Михайла таращил глаза и слова вымолвить не мог. Сама Ефимия отреклась от Бога! Сама Ефимия! Крепчайшая из крепких праведниц!

– Как можно, благостная? Богородицу зрила!.. Кабы Господь не защитил тебя, огнем бы сожгли апостолы.

– Не Господь, сама себя защитила. Если бы назвала апостола Калистрата, какие он тайные реченья вел у Третьяка, и смерть была бы мне, и Калистрату, и всем Юсковым. Ведаю то. И Богородицы не было. Тяжкий сон был от измора тела и духа. Во сне и в яму падаешь, а как озришься – на постели почиваешь. Али ты без снов живешь? Иди, Михайла. Иди! Когти точи, чтобы ястребом быть, а не голубем, какой в когтях ястреба смерть находит. Озрись сам, и ты увидишь: есть Бог или нету. Брыластого повидай. Может, он укрепит веру твою, а не ходи ко мне: я порушу веру. Иди!

Сам не свой ушел Михайла и сенную дверь не закрыл.

Минуло три дня. К Ефимии понаведался Ларивон и спросил, не знает ли она, куда исчез Михайла Юсков…

– Михайла? – удивилась Ефимия.

– Два дни как нету. На соловом жеребце уехал. С норовом который. Как он иво взнуздал, нихто не видел. Нету ни солового, ни Михайлы. А вдруг становой со стражниками приедет да спросит: все ли в общине, – как говорить тогда?

– Так и скажешь: все, мол. Али тебе становой поручил головы считать и за бороды держать?

Нет, такого поручения от станового не было.

Ларивон успокоился и ушел.

Ефимия встревожилась – куда же исчез Михайла? Что еще надумал? Не сбежал ли он из общины?

И старец Данило приходил, спрашивал, да что она могла знать! В чужую думу руку не засунешь и глазом не заглянешь.

Прошла неделя, другая. От Михайлы ни вестей, ни костей…

V

Зимушка-зима! Не рано ли завьюжила метелица, распушив белый хвост на всю Приишимскую степь?

Курятся дымки в избушках и землянках поморцев, и редко где ночью мерцает огонек: сало берегли, – зима-то длинная, а смолья достать негде. И только в избенке Ефимии до поздней ночи светилось оконце.

Ишим сковало льдом. Снегом перемело дорогу от займища общины до кандального тракта. Поморцы обмолотили хлеб цепами, провеяли лопатами на ветру и мололи зерно на конной и ручных мельницах.

Ефимия ждала и ждала Михайлу – сгинул, может. Ночами, прокидываясь ото сна, к чему-то прислушивалась, вздыхала или плакала в подушку.

 

И вдруг среди ночи кто-то постучал в оледенелое оконце. И голос: «Благостная, благостная!» Михайлы голос. Соскочила с лежанки да к оконцу:

– Ты ли здесь, Михайла?

– Я, благостная.

– Господи! – И, не вздув огня, в одной рубашке выскочила в сени, вынула перекладину из скоб и – босая на улицу.

Лунная тишь и мороз к тому же. Серебряными блестками играет девственно-белый снег. Михайла будто испугался, попятился, а вместе с ним, храпя, закусывая железные удила, попятился дымчато-белый гривастый жеребец. Михайла в шубе, в пимах и в шапке-сибирке с опущенными ушами. Не признала даже – до того переменился мужик.

– Ты ли, Михайла?

– Я, благостная. Не зрить мне тебя, прости Господи!

– В избу иди. В избу.

– Не вздувай огня, Христом Богом прошу, – проговорил Михайла чужим, хрипким голосом.

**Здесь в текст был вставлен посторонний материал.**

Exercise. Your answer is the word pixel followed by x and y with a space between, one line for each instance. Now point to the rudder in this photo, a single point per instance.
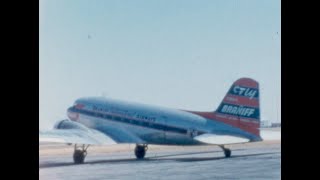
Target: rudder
pixel 241 106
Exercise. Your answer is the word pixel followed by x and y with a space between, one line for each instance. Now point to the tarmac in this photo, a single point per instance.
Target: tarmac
pixel 260 160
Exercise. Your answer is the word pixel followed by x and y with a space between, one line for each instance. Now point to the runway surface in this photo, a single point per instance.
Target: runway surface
pixel 260 160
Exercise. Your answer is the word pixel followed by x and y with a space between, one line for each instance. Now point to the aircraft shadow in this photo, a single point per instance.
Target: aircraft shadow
pixel 150 159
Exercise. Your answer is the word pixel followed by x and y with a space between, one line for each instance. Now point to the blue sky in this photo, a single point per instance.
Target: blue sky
pixel 182 54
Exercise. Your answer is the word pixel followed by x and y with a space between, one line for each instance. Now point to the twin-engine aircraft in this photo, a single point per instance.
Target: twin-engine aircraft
pixel 102 121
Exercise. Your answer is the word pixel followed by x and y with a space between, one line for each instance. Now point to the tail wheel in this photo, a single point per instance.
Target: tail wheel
pixel 79 154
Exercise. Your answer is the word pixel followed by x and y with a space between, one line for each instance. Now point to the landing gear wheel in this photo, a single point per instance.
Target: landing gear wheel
pixel 227 152
pixel 79 154
pixel 140 151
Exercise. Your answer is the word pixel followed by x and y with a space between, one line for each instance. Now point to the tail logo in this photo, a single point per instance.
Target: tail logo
pixel 234 110
pixel 245 91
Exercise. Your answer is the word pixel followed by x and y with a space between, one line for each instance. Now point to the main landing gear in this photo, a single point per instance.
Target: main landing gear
pixel 227 152
pixel 140 150
pixel 79 153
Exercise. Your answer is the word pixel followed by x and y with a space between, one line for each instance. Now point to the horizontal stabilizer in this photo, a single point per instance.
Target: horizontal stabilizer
pixel 220 139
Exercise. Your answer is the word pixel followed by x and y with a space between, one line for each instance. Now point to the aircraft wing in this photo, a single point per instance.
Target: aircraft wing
pixel 220 139
pixel 75 136
pixel 67 131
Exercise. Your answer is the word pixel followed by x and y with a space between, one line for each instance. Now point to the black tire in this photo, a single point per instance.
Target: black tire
pixel 78 157
pixel 227 153
pixel 140 152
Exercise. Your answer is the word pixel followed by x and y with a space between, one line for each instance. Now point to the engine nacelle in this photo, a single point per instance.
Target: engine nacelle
pixel 67 124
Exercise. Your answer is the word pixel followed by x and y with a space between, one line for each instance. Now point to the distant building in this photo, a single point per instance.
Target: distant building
pixel 276 125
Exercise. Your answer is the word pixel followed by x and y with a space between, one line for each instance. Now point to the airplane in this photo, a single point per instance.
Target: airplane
pixel 104 121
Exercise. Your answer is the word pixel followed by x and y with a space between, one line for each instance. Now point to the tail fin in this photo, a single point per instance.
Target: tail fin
pixel 241 107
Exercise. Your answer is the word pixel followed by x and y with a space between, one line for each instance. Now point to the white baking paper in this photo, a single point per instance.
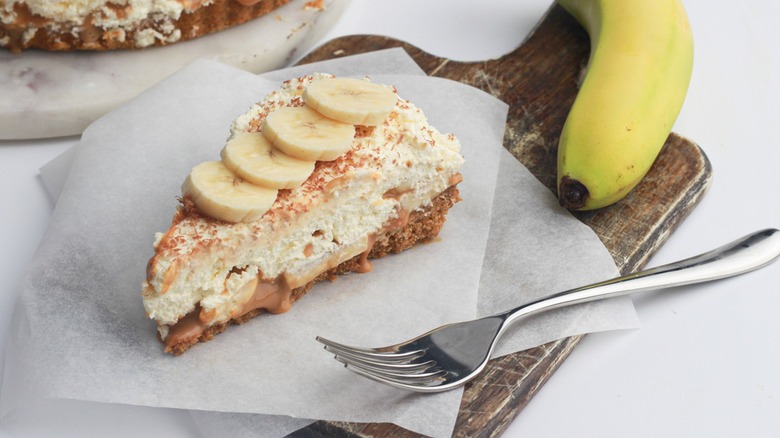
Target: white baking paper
pixel 79 329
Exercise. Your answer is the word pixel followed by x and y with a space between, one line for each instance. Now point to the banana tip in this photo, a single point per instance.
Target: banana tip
pixel 572 194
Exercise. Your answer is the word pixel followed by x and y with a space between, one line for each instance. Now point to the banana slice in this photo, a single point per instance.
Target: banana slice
pixel 306 134
pixel 252 157
pixel 221 194
pixel 351 100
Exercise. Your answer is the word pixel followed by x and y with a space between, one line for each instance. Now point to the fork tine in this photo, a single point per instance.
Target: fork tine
pixel 370 354
pixel 408 379
pixel 394 367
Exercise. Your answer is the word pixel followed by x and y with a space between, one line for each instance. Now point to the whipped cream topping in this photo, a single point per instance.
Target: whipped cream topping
pixel 116 16
pixel 392 169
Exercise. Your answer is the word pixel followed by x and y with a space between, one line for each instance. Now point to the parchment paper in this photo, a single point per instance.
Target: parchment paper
pixel 79 330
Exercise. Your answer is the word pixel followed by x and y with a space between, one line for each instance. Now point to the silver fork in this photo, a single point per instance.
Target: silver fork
pixel 449 356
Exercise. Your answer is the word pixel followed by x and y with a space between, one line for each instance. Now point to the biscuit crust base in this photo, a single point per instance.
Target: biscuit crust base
pixel 53 36
pixel 423 226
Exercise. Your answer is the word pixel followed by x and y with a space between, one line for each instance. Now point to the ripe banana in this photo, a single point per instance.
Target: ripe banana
pixel 255 159
pixel 221 194
pixel 304 133
pixel 254 166
pixel 637 77
pixel 351 100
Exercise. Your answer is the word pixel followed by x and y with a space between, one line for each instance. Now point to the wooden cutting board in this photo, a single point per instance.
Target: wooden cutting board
pixel 538 81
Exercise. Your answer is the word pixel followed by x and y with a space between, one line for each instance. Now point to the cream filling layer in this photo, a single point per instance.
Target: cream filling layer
pixel 317 225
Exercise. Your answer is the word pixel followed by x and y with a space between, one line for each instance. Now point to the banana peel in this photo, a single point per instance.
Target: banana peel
pixel 637 77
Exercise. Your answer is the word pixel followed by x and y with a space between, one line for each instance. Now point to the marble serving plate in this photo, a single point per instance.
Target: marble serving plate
pixel 46 94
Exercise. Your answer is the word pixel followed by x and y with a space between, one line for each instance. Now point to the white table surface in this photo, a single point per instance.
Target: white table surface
pixel 706 358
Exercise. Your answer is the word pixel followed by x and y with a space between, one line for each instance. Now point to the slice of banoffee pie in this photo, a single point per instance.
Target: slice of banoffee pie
pixel 322 175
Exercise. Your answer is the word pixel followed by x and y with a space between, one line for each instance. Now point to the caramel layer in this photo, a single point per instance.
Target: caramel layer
pixel 277 296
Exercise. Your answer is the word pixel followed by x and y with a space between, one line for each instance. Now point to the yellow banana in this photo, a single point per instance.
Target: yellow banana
pixel 636 80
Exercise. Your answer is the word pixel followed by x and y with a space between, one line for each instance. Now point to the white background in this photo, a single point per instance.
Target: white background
pixel 705 361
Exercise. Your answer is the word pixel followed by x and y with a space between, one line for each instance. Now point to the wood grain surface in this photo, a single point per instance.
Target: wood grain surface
pixel 538 81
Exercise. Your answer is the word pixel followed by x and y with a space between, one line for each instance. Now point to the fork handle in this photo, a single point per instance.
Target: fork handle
pixel 743 255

– Иди же, иди! – А у самой голос срывается и босые ноги прихватывает на снегу.

Лунная сковорода светится, а не греет. Жеребец снег гребет копытами. За седлом, в тороках, какая-то кладь, стянутая веревкой.

Переступив порог, Михайла опять напомнил, чтоб Ефимия не вздувала огня.

– Да што с тобой подеялось, Михайла? Извелась я, ожидаючи тебя. Сколь время прошло-то! На неделе Рождество, а тебя все нет.

– Мог сгинуть, да сдюжил. Без бороды возвернулся вот, и на голове волосов нету-ка. Срамота! Исчадие.

И в самом деле Михайла без бороды.

– Где же ты был?

– В Тобольске, благостная. Урок дал себе: изничтожить брыластого борова али живым доставить в общину да судный спрос учинить изменщику треклятому!

– Исусе Христе! И это говорит Михайла – робкий и тихий мужик. Как же ты урок такой загадал себе? Мыслимо ли?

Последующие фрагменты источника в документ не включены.